A la pregunta de cuál es el mandamiento primero de todos, en este Evangelio (Marcos 12, 28b-34) Jesús hace un buen resumen de la ley: Amar a Dios y amar al prójimo como a uno mismo. En estas dos ideas están contenidas todas las prescripciones de la ley de Dios porque centran toda la vida del cristiano. El amor es el auténtico vínculo que nos une a Dios, a los demás, pero también centra nuestra vida.
San Agustín en este texto de su obra Costumbres de la Iglesia Católica comenta cómo debe vivirse el amor a Dios pasando por el amor a las personas, siendo así el camino más seguro y fácil para llegar a amar a Dios.
Amar a Dios
“No es posible en quien ama a Dios que no se ame a sí mismo; y más diré: que sólo se sabe amar a sí mismo quien ama a Dios. Ciertamente se ama mucho a sí mismo quien pone toda la actividad en gozar del sumo y verdadero bien; y comoya hemos probado que es Dios, es indudable ser mucho lo que se ama a sí mismo quien es amante de Dios. ¿No debe existir entre los hombres vínculo alguno de amor que los una? Más bien es verdad que no hay peldaño más seguro para subir al amor de Dios que la caridad del hombre para con sus semejantes.
Amar al prójimo
Que nos hable del segundo precepto el Señor, quien, preguntado sobre los preceptos de la vida, no habló de uno sólo, sabiendo, como sabía, que es una cosa Dios y otra el hombre, y tan distinta como es la distinción entre el Creador y la criatura, hecha a su imagen. El segundo precepto: Amarás, dice, a tu prójimo como a ti mismo. No será bueno el amor de ti mismo si es mayor que el que tienes a Dios. Y lomismo que haces contigo, hazlo con tu prójimo, con el fin de que él ame a Dios también con perfecto amor.

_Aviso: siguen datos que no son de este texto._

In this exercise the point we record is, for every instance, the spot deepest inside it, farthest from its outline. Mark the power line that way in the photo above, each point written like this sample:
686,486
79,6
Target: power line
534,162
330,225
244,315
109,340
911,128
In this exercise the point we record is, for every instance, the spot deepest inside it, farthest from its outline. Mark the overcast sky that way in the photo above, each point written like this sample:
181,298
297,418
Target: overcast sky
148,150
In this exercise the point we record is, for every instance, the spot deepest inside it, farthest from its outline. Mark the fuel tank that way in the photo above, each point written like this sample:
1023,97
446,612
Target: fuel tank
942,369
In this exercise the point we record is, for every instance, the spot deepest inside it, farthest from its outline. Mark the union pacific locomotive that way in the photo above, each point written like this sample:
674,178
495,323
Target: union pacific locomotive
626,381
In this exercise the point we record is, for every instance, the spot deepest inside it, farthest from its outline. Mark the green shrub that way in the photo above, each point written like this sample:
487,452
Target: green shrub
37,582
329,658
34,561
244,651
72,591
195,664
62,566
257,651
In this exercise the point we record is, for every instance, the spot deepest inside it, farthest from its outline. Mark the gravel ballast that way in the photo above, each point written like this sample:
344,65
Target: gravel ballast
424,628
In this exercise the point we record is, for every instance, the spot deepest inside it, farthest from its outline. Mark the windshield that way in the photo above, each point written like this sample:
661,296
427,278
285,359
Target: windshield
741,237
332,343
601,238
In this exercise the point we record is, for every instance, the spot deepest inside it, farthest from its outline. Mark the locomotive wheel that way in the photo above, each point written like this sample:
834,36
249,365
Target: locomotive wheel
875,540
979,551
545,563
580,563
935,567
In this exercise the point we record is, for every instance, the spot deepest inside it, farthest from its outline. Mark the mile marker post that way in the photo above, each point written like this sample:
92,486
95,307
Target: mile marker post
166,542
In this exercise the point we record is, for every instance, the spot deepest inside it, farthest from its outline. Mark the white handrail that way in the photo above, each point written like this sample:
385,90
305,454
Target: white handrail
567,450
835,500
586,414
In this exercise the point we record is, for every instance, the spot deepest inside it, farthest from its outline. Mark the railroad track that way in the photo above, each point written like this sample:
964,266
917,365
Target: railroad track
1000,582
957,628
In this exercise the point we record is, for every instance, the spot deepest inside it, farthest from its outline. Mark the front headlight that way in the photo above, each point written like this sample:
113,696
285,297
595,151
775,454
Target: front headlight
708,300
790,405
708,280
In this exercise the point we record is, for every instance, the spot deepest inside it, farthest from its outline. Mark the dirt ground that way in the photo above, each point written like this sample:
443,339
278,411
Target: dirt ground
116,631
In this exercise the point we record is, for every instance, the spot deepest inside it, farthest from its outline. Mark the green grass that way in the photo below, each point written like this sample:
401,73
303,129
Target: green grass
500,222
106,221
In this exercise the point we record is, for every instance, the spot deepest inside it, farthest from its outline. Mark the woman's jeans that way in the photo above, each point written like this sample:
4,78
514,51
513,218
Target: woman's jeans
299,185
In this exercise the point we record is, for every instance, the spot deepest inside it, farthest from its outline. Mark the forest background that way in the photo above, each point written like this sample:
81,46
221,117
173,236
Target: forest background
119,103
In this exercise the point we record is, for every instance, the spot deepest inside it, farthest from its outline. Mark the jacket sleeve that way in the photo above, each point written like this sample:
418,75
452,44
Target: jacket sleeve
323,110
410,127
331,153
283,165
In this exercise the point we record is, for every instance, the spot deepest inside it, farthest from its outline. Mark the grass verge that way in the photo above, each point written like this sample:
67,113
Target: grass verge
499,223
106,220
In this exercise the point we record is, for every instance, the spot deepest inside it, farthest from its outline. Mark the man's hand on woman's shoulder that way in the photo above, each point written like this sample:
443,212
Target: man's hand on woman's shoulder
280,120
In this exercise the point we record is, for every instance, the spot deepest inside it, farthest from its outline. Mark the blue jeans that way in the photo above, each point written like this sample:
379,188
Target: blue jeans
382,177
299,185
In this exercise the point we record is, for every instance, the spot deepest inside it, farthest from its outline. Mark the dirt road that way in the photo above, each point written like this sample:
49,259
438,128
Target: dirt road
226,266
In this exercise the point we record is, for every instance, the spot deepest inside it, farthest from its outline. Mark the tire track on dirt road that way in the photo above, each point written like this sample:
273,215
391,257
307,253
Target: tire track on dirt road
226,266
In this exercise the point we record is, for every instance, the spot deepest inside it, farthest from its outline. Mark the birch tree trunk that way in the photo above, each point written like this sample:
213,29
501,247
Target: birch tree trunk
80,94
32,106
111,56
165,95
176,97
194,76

Pues no le tienes el amor que a ti mismo si no te afanas por orientarle hacia el bien al que tú te diriges; es éste un bien de tal naturaleza, que no disminuye con el número de los que justos contigo tienden a Él. Aquí tienen su origen los deberes que rigen la comunidad humana, en los que no es tan fácil acertar.
Parece ser que al principio el amor divino el que nos atrae con más fuerza; pero, por otra parte, se llega más fácilmente a la perfección que exige menos. Pero lo cierto es que nadie se forje ilusiones de poder llegar a la felicidad, ni a Dios, objeto de sus amores, si desprecia a su prójimo”.